This n8n workflow demonstrates how we can use Multimodal LLMs to parse and extract from PDF documents in n8n.
In this particular scenario, we're passing a candidate's CV/resume to an AI which filters out unqualified applications. However, this sneaky candidate has added in hidden prompt to bypass our bot! Whatever will we do? No fret, using AI Vision is one approach to solve this problem... read on!
How it works
- Our candidate's CV/Resume is a PDF downloaded via Google Drive for this demonstration.
- The PDF is then converted into an image PNG using a tool called Stirling PDF. Since the hidden prompt has a white font color, it is is invisible in the converted image.
- The image is then forwarded to a Basic LLM node to process using our multimodal model - in this example, we'll use Google's Gemini 1.5 Pro.
- In the Basic LLM node, we'll need to set a User Message with the type of Binary. This allows us to directly send the image file in our request.
- The LLM is now immune to the hidden prompt and its response is has expected.
The example CV/Resume with hidden prompt can be found here: https://drive.google.com/file/d/1MORAdeev6cMcTJBV2EYALAwll8gCDRav/view?usp=sharing
Requirements
- Google Gemini API Key. Alternatively, GPT4 will also work for this use-case.
- Stirling PDF or another service which can convert PDFs into images.
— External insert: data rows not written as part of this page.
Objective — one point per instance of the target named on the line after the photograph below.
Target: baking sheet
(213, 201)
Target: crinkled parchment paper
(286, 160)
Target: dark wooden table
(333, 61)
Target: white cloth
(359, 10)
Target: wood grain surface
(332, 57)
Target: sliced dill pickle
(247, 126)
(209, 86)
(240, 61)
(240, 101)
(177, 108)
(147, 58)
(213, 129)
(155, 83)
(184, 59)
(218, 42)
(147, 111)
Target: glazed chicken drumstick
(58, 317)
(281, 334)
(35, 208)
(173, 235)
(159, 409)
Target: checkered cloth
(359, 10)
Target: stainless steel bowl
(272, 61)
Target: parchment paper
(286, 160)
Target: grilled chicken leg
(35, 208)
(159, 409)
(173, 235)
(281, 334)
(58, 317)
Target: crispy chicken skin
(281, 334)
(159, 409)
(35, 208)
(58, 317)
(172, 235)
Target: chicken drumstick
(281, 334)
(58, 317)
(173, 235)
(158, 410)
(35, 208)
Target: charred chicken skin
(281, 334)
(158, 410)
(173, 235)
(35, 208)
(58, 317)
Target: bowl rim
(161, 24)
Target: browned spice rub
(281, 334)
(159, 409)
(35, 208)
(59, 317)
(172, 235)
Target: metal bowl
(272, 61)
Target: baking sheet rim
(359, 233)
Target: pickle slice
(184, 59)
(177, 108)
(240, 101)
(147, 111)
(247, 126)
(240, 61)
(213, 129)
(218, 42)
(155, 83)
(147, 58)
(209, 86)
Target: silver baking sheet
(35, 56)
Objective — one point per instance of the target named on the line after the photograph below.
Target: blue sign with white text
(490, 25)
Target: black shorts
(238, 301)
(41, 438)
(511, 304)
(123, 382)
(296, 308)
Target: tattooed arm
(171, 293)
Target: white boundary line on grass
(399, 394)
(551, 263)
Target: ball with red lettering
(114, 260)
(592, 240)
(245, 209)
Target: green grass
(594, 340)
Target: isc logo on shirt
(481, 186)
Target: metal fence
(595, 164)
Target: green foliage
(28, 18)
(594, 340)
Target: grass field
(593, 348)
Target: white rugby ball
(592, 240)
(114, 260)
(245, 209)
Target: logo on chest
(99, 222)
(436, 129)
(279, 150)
Note for data privacy, this example uses a public API and it is recommended that you self-host and use a private instance of Stirling PDF instead.
Customising the workflow
- Swap out the manual trigger for another trigger such as a webhook to integrate into your existing services.
- This example demonstrates a validation use-case ie. "does the candidate look qualified?". You can try additionally extracting data points instead such as years of experiences, previous companies etc.